Si bien buscamos hacer amigos y construir puentes de entendimiento donde sea posible, no nos hacemos favores ni comprometemos ni un ápice con lo que creemos. Algunas doctrinas, como la doctrina de "la única iglesia verdadera y viviente" (DyC. 1:30), por su propia naturaleza, despiertan antagonismo de las de otras religiones. ¿No sería sabio, algunos han preguntado, evitar o al menos restar importancia a tales puntos divisivos? Tal vez, algunos dicen, deberíamos considerar enfocarnos en asuntos que tenemos en común y dejar de lado, por el momento, las enseñanzas distintivas de la Restauración. El élder Boyd K. Packer declaró: "Si pensáramos solo en términos de diplomacia o popularidad, seguramente deberíamos cambiar nuestro rumbo.
"Pero debemos mantenernos firmes a pesar de que algunos se alejen...
No es fácil para nosotros defender la posición que molesta a tantos otros.
Hermanos y hermanas, nunca se avergüencen del evangelio de Jesucristo. Nunca se disculpe por las sagradas doctrinas del evangelio.
Nunca se sientan inadecuados e inquietos porque no pueden explicarlo para satisfacción de todos los que puedan preguntarles.
No se sientan mal o incómodos porque pueden dar poco más que su convicción...
Si podemos soportar sin vergüenza, sin vacilación, sin reservas para dar testimonio de que el Evangelio ha sido restaurado, que hay profetas y apóstoles sobre la tierra, que la verdad está disponible para toda la humanidad, el Espíritu del Señor estará con nosotros.
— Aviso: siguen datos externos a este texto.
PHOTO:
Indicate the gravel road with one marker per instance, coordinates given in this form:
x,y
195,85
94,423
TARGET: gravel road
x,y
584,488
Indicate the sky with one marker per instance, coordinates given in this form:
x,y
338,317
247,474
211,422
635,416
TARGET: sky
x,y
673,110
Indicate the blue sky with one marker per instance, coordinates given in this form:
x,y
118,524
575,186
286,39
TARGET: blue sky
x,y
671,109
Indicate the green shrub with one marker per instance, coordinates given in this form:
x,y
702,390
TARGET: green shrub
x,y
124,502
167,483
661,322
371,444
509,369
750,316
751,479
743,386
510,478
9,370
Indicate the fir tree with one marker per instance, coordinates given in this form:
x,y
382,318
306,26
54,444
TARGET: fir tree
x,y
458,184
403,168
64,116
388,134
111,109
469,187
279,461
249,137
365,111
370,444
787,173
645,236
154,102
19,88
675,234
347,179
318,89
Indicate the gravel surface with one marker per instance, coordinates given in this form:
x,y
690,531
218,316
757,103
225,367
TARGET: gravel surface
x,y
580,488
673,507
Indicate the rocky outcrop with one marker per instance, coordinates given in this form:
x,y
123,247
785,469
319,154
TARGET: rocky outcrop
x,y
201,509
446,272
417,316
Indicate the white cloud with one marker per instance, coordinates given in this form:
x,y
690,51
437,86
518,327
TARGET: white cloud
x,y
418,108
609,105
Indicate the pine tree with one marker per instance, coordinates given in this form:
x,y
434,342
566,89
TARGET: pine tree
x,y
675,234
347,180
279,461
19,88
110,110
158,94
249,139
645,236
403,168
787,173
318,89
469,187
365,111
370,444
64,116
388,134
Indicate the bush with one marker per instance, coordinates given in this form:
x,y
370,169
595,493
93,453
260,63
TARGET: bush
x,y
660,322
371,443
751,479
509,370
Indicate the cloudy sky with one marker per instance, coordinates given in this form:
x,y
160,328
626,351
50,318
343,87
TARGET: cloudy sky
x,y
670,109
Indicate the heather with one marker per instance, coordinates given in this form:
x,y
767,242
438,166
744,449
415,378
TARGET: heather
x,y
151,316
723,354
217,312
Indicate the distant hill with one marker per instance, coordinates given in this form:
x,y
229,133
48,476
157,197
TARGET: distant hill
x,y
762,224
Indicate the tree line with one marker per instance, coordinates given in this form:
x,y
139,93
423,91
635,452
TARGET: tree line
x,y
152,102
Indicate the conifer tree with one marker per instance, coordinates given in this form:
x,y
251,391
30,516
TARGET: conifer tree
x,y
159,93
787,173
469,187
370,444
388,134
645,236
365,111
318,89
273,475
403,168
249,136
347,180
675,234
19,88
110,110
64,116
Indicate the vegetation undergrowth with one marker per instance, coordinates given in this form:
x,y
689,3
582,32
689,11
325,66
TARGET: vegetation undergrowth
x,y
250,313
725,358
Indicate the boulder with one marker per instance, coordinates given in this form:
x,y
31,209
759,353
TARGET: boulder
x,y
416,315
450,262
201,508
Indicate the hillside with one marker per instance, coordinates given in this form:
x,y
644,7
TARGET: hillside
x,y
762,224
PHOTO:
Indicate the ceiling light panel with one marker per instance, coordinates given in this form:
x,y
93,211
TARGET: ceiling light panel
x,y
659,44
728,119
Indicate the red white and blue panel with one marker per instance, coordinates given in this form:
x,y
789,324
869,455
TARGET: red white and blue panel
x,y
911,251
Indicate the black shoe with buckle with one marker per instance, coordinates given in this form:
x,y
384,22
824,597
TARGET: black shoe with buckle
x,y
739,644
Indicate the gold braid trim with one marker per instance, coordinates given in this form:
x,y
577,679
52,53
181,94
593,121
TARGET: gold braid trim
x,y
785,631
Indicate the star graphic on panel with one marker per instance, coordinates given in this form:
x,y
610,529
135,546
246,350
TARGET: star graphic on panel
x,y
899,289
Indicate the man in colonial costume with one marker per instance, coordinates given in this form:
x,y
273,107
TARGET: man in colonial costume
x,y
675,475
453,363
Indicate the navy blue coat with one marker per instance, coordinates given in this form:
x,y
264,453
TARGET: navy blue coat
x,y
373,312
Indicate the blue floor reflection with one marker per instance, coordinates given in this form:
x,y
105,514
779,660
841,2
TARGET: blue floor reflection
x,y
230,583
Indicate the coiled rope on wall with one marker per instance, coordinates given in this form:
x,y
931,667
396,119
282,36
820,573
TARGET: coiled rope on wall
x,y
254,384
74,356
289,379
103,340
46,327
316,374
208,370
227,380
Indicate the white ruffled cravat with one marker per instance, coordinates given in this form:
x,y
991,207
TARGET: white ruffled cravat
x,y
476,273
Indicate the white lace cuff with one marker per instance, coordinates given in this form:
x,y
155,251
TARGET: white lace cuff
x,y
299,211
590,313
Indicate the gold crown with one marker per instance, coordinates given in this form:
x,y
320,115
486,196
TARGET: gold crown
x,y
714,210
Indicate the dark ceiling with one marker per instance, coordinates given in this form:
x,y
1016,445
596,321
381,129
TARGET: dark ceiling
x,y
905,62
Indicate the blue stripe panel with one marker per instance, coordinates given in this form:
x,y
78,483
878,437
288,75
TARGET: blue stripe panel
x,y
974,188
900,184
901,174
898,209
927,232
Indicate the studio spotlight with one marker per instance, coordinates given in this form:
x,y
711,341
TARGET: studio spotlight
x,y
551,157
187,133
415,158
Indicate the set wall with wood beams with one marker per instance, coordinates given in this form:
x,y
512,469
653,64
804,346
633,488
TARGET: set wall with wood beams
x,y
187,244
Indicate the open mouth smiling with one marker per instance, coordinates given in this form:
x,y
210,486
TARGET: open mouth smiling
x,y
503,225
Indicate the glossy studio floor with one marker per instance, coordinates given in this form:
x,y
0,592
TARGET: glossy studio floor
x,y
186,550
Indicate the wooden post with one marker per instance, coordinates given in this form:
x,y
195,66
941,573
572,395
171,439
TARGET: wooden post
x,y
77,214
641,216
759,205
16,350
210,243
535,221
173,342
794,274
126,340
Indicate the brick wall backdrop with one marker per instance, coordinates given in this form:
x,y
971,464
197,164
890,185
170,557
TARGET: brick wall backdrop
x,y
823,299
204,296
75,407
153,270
Y esa seguridad se puede afirmar a otros".
El presidente Gordon B. Hinckley declaró: "Si seguimos adelante, sin perder de vista nuestra meta, sin hablar mal de nadie, viviendo los grandes principios que sabemos que son ciertos, esta causa brillará en majestad y poder para llenar la tierra. . Se abrirán puertas cerradas a la predicación del evangelio. El Todopoderoso, si es necesario, puede tener que sacudir a las naciones para humillarlas y hacer que escuchen a los siervos del Dios viviente. Cualquier cosa que sea necesaria pasará".

Esta obra es verdadera y, como es cierto, triunfará. El destino del reino restaurado está establecido, y no debemos temer por el éxito de la Iglesia. La repetida súplica en las Escrituras es "No temas". La promesa de la Deidad es alentadora y fortalece nuestra fe: "De cierto, así os dice el Señor, no hay arma forjada en contra de vosotros que haya de prosperar;y si hombre alguno alza su voz en contra de vosotros, será confundido en mi propio y debido tiempo. Así que, guardad mis mandamientos; son verdaderos y fieles. Así sea. Amén."(DyC. 71:9-11; compare 136:17). Dios cumplirá sus propósitos; de eso podemos estar seguros.